This. She just fights who is in the division. And i still don't get some of the hate. It would be one thing if we were praising her after sneaking out wins. But she is literally beating down people in seconds. Her competition may not be the best, but people should still be able to see that there is clearly something special about her.


----------



## Soojooko (Jun 4, 2009)

HitOrGetHit said:


> This. She just fights who is in the division. And i still don't get some of the hate. It would be one thing if we were praising her after sneaking out wins. But she is literally beating down people in seconds. Her competition may not be the best, but people should still be able to see that there is clearly something special about her.


I agree.

I guess we all just want to see her in a war. Its frustrating seeing this uber weapon in action, without having anything substantial to aim it at. It would be a huge shame if she goes her whole career without much trouble.


----------



## Sportsman 2.0 (Jul 10, 2012)

Ronda getting the hate Tyson and Anderson had at some point. "Too good for the rest" is her sin.


----------



## Term (Jul 28, 2009)

TheAuger said:


> I wonder how many people actually paid for this card, outside of the pantie sniffing celebs?


We might be surprised. I was at a local Poker game and the guys started talking about this fight and this mean ass chick that was going to be fighting. None of them watch MMA probably couldn't name a single other MMA fighter but they knew Rousey. They wanted to know who was interested in going in and buying it. I said if they really wanted I would throw in but I really wasn't that interested in paying for it. I knew how this was going to end. We have this game the first Saturday of the month and it started at 1:00PM, it broke up around 9:00 so it didn't happen. My guess is though, there are many men and women like this, Ronda is a phenomenon and this PPV will probably do ok.


----------



## Leed (Jan 3, 2010)

Term said:


> We might be surprised. I was at a local Poker game and the guys started talking about this fight and this mean ass chick that was going to be fighting. None of them watch MMA probably couldn't name a single other MMA fighter but they knew Rousey. They wanted to know who was interested in going in and buying it. I said if they really wanted I would throw in but I really wasn't that interested in paying for it. I knew how this was going to end. We have this game the first Saturday of the month and it started at 1:00PM, it broke up around 9:00 so it didn't happen. My guess is though, there are many men and women like this, Ronda is a phenomenon and this PPV will probably do ok.

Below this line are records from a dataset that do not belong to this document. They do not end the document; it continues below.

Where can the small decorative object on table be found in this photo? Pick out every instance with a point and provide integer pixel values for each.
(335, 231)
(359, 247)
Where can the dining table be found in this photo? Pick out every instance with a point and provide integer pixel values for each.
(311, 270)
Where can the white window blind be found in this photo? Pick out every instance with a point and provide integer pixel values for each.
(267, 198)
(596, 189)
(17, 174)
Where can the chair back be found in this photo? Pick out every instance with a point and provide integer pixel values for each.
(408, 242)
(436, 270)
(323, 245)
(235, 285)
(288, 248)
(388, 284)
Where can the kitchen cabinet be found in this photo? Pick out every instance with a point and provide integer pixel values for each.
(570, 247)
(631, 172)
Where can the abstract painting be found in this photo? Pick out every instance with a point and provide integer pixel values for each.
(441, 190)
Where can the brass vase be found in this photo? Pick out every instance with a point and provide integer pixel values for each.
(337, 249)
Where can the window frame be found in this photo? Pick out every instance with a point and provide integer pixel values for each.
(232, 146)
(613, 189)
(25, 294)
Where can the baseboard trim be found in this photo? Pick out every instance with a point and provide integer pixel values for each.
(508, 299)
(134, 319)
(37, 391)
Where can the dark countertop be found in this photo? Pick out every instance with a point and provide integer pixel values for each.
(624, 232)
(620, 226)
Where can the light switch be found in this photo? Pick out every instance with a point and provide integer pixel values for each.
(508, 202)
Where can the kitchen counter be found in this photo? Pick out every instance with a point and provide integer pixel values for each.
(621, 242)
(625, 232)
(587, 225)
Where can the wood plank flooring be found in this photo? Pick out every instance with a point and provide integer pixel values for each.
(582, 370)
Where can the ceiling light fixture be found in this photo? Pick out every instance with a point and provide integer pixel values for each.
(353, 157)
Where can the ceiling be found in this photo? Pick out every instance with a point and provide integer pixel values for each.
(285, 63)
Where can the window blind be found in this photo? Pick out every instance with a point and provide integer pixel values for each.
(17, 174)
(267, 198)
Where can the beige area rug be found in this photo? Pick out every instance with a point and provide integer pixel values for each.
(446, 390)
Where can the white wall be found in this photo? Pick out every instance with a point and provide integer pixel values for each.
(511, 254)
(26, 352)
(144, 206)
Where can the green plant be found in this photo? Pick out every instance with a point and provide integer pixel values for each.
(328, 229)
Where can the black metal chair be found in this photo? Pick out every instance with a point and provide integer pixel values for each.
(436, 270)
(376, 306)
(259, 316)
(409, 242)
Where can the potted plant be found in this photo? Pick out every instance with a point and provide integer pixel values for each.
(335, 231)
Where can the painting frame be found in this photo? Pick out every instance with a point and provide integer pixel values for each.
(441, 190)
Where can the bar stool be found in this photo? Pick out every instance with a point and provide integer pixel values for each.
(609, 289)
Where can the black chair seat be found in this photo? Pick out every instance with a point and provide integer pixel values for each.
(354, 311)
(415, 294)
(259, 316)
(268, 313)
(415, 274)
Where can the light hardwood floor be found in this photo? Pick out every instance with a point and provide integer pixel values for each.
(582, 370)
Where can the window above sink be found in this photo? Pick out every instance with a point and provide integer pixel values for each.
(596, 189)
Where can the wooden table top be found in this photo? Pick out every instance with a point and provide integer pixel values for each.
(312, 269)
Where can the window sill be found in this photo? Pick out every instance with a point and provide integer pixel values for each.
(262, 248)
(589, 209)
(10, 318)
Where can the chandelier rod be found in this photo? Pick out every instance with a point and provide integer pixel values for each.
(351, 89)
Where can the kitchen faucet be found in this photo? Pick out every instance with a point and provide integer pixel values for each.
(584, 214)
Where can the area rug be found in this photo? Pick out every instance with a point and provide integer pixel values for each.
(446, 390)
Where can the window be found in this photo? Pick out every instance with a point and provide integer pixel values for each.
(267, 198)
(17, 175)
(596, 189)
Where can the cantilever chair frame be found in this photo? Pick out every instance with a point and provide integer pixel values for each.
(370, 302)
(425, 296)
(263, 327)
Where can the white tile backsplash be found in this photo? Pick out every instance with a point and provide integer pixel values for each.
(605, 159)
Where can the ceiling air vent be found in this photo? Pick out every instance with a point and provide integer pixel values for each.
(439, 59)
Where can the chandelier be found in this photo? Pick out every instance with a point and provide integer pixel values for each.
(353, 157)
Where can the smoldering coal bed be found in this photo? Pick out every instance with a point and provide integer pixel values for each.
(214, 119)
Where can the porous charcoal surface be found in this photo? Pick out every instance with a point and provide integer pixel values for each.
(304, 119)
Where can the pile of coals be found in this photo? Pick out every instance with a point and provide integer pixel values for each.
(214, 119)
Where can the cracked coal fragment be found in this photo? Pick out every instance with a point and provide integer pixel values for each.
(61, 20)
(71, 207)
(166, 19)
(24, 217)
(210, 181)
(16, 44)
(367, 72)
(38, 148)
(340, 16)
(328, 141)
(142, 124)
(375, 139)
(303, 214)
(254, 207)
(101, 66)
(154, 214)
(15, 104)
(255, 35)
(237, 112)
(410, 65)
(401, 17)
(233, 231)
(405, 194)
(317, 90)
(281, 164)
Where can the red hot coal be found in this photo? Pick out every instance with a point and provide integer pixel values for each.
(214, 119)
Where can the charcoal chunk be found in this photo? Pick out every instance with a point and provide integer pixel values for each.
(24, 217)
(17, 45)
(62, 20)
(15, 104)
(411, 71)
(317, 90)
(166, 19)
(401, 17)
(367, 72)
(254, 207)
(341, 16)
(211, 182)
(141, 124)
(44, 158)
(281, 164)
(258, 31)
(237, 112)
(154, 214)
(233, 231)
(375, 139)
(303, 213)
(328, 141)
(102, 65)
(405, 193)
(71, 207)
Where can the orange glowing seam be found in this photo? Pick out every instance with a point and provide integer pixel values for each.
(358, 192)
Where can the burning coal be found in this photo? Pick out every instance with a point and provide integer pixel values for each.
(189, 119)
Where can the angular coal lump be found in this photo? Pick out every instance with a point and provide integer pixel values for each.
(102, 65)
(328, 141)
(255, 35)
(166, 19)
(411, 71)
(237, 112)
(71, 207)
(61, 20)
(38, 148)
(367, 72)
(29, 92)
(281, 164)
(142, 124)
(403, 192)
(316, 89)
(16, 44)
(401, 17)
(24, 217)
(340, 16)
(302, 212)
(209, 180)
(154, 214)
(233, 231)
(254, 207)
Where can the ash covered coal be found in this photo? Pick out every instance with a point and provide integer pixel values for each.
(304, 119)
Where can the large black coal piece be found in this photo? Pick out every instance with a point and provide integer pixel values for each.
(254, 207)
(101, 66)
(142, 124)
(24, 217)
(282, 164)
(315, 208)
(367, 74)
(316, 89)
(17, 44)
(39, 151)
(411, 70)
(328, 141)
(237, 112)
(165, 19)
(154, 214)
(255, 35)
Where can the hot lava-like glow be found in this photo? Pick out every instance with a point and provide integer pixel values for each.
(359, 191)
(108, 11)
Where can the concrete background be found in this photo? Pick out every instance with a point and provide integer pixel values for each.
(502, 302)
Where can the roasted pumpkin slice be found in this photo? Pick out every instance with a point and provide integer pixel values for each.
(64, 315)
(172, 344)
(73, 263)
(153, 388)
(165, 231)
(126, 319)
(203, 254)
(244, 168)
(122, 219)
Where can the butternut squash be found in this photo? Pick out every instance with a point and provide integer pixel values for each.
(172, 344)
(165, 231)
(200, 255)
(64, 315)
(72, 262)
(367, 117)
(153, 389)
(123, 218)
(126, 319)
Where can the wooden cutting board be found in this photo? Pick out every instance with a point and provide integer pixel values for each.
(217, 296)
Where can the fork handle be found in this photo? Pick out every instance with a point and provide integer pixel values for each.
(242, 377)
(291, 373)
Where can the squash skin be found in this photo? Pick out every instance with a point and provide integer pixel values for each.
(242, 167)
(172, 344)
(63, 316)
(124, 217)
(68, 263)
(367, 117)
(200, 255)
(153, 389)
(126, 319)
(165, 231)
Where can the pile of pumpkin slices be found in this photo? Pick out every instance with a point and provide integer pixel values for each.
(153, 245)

Yeah, Ronda definitely brings in a lot of... non-MMA fans. Not sure how that will translate in numbers, but I can definitely notice a lot more random attention compared to other fighters. A friend of mine usually shares a couple of UFC related articles after events in facebook. There are rarely anyone who comments, but there was quite the discussion going on with some chicks participating as well after UFC 190. 
It's hard to turn people like that in PPV buys, but there is no denying she brings a lot of attention to MMA which might not result in a huge buy rate, but maybe future fans and merchandise etc obviously.


----------



## slapshot (May 4, 2007)

Warning said:


> Cyborg wrecks people beyond recognition. That is why Ronda is scared to fight Cyborg.




Ronda is not scared of shit and you almost have to be touched to not see it.


----------



## slapshot (May 4, 2007)

That shot behind the ear dropped her but she wouldn't have went out without that left follow up... that was what caused the power outage.



hadoq said:


> at this point, they should have her fight dudes
> 
> never been a fan of the public persona she puts on (I know nothing about her in real life so, can't comment on that), but skills wise, she's a beast
> 
> ...


Just so we are clear and in case you didn't know Im a big Rousey fan.

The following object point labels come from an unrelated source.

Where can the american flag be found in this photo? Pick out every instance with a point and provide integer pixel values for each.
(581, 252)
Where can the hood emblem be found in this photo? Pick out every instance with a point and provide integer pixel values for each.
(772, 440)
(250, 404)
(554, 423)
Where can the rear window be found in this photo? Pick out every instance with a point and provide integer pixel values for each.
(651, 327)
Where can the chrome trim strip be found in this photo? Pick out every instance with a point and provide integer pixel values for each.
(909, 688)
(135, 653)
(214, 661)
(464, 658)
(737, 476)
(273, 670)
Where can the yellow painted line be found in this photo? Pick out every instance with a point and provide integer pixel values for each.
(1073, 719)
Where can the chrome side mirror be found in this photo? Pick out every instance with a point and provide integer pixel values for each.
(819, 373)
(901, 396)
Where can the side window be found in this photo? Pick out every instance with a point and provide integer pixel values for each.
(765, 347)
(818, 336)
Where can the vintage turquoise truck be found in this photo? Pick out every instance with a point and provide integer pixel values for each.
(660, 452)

No way in hell she should fight men ever.. period.


----------



## UFC_OWNS (Jul 7, 2010)

Sportsman 2.0 said:


> Ronda getting the hate Tyson and Anderson had at some point. "Too good for the rest" is her sin.


Their opponents at least some form of well rounded skill and real challenge in ebtween the cans they fought, ronda is great but her opponents are all jokes let's be real. If she had a 135 division full of joana jerzanez or however you spell it, at the top end giving her mad props would be much easier. It's not her fault the division is crap but let's acknowledge that it is.


----------



## Sports_Nerd (Apr 23, 2012)

While it's true that Correira and some of the others were like newbies straight off the tutorial going up against the endboss of MMA, I think Tate, Carmouche, and Zingano are all legit, and I think if the belt was trading hands between them and specialists like McMann, we wouldn't be talking about how shallow the division is.

It's bad, but Rousey is making it look much worse than it really is by being so much better than the field.


----------



## Sportsman 2.0 (Jul 10, 2012)

UFC_OWNS said:


> Their opponents at least some form of well rounded skill and real challenge in ebtween the cans they fought, ronda is great but her opponents are all jokes let's be real. If she had a 135 division full of joana jerzanez or however you spell it, at the top end giving her mad props would be much easier. It's not her fault the division is crap but let's acknowledge that it is.


Sure, I actually think it is just a different way of saying the same thing. She is too good for them, they are too crappy for her.



slapshot said:


> That shot behind the ear dropped her but she wouldn't have went out without that left follow up... that was what caused the power outage.


Plus the way Bethe hit the floor face first like a sack of potatoes pushed her even farther into meeting her deceased ancestors.


----------



## Rygu (Jul 21, 2008)

It was disappointing to see Rogan after the fight talking to Ronda like a 10 year old talking to his crush for the first time. Larry Merchant would have at least asked her how good she thinks she really is with such weak competition.


----------



## RangerClydeTheBlue (Jul 11, 2012)

You're right. Joe Rogan should have called her a c.unt right then and there.


----------



## Joabbuac (Jan 31, 2009)

Rygu said:


> It was disappointing to see Rogan after the fight talking to Ronda like a 10 year old talking to his crush for the first time. Larry Merchant would have at least asked her how good she thinks she really is with such weak competition.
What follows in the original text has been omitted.